死神たちの宴

死神:
強い

女死神:
面倒ごとが嫌い

死霊:
数が多い


死神「どうしたもんかねぇ」

黒い襤褸切れ(ぼろきれ)をまとった男は、眼前に広がるビル群を見下ろしていた。街のあちこちから、悲鳴や爆発音が聞こえる。死神はゆっくりと静かに街に降り立った。

地獄絵図。まさにその言葉が相応しいほどにこの街は蹂躙(じゅうりん)されていた。街の人々には何が起こっているのかさえ分かっていないだろう。

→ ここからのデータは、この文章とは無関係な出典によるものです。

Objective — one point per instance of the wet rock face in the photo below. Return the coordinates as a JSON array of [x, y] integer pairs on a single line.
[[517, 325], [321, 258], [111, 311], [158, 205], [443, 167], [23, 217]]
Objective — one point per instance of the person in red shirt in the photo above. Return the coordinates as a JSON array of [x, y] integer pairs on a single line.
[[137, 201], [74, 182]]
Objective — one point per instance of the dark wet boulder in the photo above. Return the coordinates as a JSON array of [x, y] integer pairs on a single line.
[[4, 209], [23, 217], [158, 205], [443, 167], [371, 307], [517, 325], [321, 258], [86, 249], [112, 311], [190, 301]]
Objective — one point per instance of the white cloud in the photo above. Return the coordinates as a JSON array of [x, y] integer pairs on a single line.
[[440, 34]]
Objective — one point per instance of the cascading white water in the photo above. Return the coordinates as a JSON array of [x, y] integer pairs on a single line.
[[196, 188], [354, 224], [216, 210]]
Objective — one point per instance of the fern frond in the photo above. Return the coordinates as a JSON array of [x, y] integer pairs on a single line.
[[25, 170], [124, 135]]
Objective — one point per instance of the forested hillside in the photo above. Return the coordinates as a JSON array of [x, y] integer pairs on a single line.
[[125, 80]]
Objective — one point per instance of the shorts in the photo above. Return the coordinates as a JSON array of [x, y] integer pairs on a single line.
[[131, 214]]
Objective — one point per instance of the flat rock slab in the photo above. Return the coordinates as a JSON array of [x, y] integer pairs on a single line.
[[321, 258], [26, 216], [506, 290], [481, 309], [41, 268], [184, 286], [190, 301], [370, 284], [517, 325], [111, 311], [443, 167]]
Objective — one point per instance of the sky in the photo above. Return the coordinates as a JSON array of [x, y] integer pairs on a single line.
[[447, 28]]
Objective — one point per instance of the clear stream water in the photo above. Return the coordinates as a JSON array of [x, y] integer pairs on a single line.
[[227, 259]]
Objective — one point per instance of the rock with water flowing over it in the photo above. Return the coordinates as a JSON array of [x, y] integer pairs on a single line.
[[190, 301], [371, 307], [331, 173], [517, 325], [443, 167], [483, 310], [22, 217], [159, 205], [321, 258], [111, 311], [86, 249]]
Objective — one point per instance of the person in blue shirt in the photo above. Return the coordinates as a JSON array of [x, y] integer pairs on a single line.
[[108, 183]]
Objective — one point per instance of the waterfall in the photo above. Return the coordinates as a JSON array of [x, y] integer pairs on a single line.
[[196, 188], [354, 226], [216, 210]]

死神「おーおー、暴れてるねぇ。俺の手には有り余る事態だね。ホントどうしてこうなったのかねぇ」

男の口調にはまるで危機感がなかった。死神という職業柄、人の死は見慣れている。いまさら目の前で大勢の人が死のうとも、何の感慨も湧かない。冷徹でも冷酷なわけでもない、死神とはそうあるべきなのだ。

死神「おっと危ない」

車がどこからともなく死神に向かって飛んでくる。死神は避けない。車はすり抜けた。死神は実体のない存在。質量を伴ったものが当たるはずもない。そう質量を伴ったものは。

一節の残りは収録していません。